Если рассматривать эти невероятные достижения в области искусства только в контексте афинской и греческой истории, они [стр. 23] представляют собой явления исключительной важности.
Когда мы читаем о глубоком впечатлении, которое они произвели на греческих зрителей более поздних эпох, можно представить, насколько огромным было их влияние на поколение, видевшее и начало, и завершение этих работ.
В 480 г. до н. э. Афины были разрушены войсками Ксеркса. С тех пор греки увидели:
– сначала – восстановление и укрепление города в расширенных масштабах,
– затем – добавление Пирея с его доками и складами,
– далее – соединение двух городов Длинными стенами, что создало наиболее многочисленное и концентрированное население, богатство, вооружение, корабли и т. д. во всей Греции, [43]
– наконец – стремительное создание стольких новых чудес искусства: скульптур Фидия, а также картин фасосского живописца Полигнота в храме Тесея и в портике, называемом Пестрой стоей.
Плутарх отмечает, [44] что самой примечательной чертой этих работ была скорость их завершения – и это, вероятно, сильнее всего поражало современников.
Гигантские шаги, которыми Афины достигли своей морской империи, теперь немедленно сменились чередой творений, которые утвердили их как имперский город Греции, придали им вид могущества, превосходящего действительность, и особенно посрамили старомодную простоту Спарты. [45]
Стоимость, без сомнения, была колоссальной и могла быть покрыта только в то время, когда в акрополе находилась большая казна, а также поступала значительная ежегодная дань: если верить расчетам, которые кажутся основанными на правдоподобных данных, общая сумма не могла быть намного меньше трех тысяч талантов – около шестисот девяноста тысяч фунтов. [стр. 24] [46] Расход такой крупной суммы, конечно же, стал источником значительной частной выгоды для подрядчиков, торговцев, ремесленников различных специальностей и других, причастных к этому: так или иначе, она распределилась по значительной части города.
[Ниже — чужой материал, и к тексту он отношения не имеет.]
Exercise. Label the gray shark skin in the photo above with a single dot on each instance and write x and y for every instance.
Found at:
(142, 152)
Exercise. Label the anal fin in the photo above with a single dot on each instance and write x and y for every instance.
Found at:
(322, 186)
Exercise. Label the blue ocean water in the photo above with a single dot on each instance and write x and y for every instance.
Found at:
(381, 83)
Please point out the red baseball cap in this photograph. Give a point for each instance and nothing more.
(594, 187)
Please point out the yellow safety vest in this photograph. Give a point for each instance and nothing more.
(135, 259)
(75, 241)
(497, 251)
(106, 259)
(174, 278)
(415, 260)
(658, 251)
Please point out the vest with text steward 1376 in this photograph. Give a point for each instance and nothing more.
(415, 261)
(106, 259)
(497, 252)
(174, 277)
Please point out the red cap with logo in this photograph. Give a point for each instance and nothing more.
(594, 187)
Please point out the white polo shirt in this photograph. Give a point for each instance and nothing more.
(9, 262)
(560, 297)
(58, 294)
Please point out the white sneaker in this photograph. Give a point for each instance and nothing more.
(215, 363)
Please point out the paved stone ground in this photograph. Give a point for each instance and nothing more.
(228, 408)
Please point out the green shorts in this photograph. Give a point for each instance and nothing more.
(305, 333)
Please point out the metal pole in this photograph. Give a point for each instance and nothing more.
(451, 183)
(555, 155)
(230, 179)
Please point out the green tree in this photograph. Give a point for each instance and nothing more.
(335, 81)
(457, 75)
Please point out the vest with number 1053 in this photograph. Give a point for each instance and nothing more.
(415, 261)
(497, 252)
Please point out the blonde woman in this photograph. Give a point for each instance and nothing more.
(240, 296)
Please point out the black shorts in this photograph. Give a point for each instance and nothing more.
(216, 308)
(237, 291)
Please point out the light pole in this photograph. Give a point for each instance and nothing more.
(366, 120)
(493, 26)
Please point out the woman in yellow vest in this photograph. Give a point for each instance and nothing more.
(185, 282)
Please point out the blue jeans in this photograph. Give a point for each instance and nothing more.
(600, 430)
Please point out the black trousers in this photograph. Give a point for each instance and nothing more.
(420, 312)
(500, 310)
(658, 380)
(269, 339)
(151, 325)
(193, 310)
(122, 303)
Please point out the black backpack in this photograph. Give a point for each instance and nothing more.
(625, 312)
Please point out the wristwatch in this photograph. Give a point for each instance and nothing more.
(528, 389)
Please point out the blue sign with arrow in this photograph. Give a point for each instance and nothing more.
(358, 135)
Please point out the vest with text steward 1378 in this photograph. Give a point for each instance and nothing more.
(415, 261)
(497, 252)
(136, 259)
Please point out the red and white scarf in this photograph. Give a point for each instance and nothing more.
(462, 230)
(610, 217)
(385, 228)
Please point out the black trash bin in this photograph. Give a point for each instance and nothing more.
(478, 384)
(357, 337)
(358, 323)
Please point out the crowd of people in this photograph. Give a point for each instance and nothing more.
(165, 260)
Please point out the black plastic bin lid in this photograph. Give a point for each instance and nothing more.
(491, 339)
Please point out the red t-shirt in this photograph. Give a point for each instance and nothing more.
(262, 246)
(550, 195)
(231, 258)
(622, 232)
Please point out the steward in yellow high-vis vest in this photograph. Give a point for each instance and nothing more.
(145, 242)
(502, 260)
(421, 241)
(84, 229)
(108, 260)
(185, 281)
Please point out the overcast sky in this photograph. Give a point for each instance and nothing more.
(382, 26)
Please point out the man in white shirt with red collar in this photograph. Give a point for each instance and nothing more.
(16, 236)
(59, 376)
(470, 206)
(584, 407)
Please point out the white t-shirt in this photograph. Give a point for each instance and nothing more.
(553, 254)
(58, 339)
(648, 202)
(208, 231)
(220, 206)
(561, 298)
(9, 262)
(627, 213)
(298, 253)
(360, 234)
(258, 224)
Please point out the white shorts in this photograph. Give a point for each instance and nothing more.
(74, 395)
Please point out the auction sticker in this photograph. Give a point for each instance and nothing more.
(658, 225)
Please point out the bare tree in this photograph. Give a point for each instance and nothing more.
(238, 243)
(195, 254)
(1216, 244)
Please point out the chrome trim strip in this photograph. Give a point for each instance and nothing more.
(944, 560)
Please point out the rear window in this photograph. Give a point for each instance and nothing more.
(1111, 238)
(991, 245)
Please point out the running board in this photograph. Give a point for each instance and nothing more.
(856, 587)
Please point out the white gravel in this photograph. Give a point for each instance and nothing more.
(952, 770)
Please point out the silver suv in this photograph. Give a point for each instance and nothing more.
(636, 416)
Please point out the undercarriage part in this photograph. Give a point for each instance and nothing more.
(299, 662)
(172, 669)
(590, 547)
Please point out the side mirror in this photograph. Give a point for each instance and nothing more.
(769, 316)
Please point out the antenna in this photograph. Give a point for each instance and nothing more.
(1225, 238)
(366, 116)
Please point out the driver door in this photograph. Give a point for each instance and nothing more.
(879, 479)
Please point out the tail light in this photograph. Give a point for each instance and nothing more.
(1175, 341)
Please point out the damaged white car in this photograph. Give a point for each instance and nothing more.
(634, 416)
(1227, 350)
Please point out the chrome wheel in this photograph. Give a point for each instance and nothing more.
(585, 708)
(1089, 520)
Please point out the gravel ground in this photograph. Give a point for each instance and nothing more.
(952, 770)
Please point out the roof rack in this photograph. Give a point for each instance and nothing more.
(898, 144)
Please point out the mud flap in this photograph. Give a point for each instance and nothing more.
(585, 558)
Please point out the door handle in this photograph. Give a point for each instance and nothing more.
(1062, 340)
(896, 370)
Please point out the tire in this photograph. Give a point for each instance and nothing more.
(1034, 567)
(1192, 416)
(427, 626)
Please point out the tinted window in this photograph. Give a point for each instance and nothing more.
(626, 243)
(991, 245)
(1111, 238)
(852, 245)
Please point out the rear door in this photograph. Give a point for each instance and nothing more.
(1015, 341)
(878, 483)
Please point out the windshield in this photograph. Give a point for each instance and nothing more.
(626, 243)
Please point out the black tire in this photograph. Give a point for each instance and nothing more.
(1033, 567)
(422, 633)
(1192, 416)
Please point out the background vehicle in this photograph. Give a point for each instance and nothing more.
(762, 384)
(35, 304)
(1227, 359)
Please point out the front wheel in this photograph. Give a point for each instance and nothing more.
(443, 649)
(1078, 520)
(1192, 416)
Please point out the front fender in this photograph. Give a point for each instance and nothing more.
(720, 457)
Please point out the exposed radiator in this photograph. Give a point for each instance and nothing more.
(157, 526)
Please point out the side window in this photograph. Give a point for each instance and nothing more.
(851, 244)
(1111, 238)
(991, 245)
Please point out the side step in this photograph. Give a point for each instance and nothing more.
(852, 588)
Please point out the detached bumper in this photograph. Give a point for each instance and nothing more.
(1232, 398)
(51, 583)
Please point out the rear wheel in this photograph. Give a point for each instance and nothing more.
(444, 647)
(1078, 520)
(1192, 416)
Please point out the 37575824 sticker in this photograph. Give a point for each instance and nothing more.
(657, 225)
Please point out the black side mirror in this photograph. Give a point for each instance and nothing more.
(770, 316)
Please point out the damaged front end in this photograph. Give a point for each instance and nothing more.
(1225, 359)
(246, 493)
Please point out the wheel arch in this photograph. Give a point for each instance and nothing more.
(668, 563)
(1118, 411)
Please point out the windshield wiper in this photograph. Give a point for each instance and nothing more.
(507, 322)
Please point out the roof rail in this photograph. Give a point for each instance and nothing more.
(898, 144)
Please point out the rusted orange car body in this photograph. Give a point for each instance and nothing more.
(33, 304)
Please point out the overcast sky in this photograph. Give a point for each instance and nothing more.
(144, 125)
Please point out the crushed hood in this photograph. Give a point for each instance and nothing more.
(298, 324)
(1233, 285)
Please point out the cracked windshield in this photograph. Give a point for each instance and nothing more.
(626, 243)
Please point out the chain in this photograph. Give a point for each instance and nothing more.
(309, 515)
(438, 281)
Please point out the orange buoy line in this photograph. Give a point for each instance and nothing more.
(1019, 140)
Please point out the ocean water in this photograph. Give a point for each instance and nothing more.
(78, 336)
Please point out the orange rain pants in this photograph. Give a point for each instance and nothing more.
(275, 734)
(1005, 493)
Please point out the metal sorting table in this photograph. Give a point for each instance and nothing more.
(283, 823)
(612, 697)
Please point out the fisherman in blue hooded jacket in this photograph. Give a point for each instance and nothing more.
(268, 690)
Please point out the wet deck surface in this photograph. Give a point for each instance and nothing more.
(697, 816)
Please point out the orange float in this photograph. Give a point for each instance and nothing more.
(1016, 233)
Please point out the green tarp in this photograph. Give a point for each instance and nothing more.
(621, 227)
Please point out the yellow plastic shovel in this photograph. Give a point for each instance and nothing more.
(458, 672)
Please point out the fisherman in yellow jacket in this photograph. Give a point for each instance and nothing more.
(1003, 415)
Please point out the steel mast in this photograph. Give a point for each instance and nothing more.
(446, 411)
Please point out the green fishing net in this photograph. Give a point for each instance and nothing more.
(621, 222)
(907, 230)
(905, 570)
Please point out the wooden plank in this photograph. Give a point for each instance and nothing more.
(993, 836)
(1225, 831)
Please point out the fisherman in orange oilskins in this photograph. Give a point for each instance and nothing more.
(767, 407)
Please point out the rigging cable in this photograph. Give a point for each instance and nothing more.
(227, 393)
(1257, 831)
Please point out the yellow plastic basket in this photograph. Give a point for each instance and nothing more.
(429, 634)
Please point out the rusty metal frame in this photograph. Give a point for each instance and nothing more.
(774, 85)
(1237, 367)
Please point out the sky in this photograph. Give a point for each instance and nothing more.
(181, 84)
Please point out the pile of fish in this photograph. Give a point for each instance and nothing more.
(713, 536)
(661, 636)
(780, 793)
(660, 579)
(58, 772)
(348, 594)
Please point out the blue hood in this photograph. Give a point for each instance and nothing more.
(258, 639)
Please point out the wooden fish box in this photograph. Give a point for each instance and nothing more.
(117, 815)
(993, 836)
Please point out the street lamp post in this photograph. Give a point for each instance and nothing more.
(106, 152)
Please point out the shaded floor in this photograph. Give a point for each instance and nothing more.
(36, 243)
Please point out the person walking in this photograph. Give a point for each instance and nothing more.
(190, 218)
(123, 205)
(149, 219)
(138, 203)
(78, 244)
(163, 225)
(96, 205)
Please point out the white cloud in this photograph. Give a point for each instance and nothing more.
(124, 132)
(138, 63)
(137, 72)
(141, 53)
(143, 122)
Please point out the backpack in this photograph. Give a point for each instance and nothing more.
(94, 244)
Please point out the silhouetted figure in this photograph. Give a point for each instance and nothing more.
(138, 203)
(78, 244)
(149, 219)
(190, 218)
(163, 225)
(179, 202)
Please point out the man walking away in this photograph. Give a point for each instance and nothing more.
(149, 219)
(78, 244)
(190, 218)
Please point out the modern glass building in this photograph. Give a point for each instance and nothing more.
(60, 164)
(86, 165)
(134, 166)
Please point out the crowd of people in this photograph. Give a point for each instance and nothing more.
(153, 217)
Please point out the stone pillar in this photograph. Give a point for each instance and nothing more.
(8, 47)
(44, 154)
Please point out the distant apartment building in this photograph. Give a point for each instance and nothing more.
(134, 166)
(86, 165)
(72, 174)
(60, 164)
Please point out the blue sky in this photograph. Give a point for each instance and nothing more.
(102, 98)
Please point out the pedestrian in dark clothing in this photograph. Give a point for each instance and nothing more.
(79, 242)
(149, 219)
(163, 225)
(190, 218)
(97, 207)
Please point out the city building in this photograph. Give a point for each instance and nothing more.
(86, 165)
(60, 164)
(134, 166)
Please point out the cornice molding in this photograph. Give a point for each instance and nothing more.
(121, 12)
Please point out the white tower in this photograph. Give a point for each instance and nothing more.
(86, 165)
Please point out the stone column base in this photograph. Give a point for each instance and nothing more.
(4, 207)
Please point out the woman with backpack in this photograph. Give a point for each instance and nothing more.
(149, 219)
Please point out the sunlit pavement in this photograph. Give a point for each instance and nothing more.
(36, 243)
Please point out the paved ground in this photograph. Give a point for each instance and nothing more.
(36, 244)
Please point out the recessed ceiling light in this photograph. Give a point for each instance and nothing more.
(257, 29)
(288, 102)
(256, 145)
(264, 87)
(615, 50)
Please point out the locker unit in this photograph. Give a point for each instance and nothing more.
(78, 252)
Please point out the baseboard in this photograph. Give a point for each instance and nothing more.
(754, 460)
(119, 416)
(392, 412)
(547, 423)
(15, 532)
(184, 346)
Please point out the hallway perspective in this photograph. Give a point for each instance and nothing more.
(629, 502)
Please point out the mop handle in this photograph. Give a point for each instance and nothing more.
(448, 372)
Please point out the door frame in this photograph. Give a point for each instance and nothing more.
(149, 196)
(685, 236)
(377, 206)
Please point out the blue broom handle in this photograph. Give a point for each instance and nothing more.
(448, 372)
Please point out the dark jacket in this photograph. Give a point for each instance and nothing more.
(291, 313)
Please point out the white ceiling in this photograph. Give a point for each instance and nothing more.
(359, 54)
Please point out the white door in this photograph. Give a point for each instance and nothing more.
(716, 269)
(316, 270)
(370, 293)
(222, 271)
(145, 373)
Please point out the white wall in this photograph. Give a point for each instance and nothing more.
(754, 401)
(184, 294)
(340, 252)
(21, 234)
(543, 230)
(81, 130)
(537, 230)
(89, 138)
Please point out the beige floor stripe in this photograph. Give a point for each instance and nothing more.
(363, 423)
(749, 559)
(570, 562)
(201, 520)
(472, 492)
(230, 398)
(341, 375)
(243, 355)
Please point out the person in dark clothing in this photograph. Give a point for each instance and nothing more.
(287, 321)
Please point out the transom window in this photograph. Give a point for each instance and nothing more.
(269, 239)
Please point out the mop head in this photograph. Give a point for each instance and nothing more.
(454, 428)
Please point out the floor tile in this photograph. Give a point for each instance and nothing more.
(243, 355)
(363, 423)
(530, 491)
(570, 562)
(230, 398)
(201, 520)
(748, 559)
И, по-видимому, материалы, использованные для большей части работ, были намеренно выбраны из самых дорогих, как наиболее соответствующие благоговению перед богами: мрамор был отвергнут как слишком обычный для статуи Афины, и вместо него использовали слоновую кость; [47] золото же, которым она была покрыта, весило не менее сорока талантов. [48]
Большие расходы на такие цели, считавшиеся благочестивыми по отношению к богам, одновременно производили впечатление в соответствии с греческими представлениями, которые восхищались всякого рода публичными зрелищами и великолепием и вознаграждали богатых людей, предававшихся этому, благодарным уважением. Перикл хорошо понимал, что видимое великолепие города, столь новое для его современников, заставит её реальную мощь казаться ещё больше, чем она была на самом деле, и тем самым обеспечит ей реальное, хотя и непризнанное влияние – возможно, даже преобладание – над всеми городами греческого мира. И несомненно, что даже среди тех, кто ненавидел и боялся её больше всего при начале Пелопоннесской войны, существовало сильное чувство непроизвольного уважения.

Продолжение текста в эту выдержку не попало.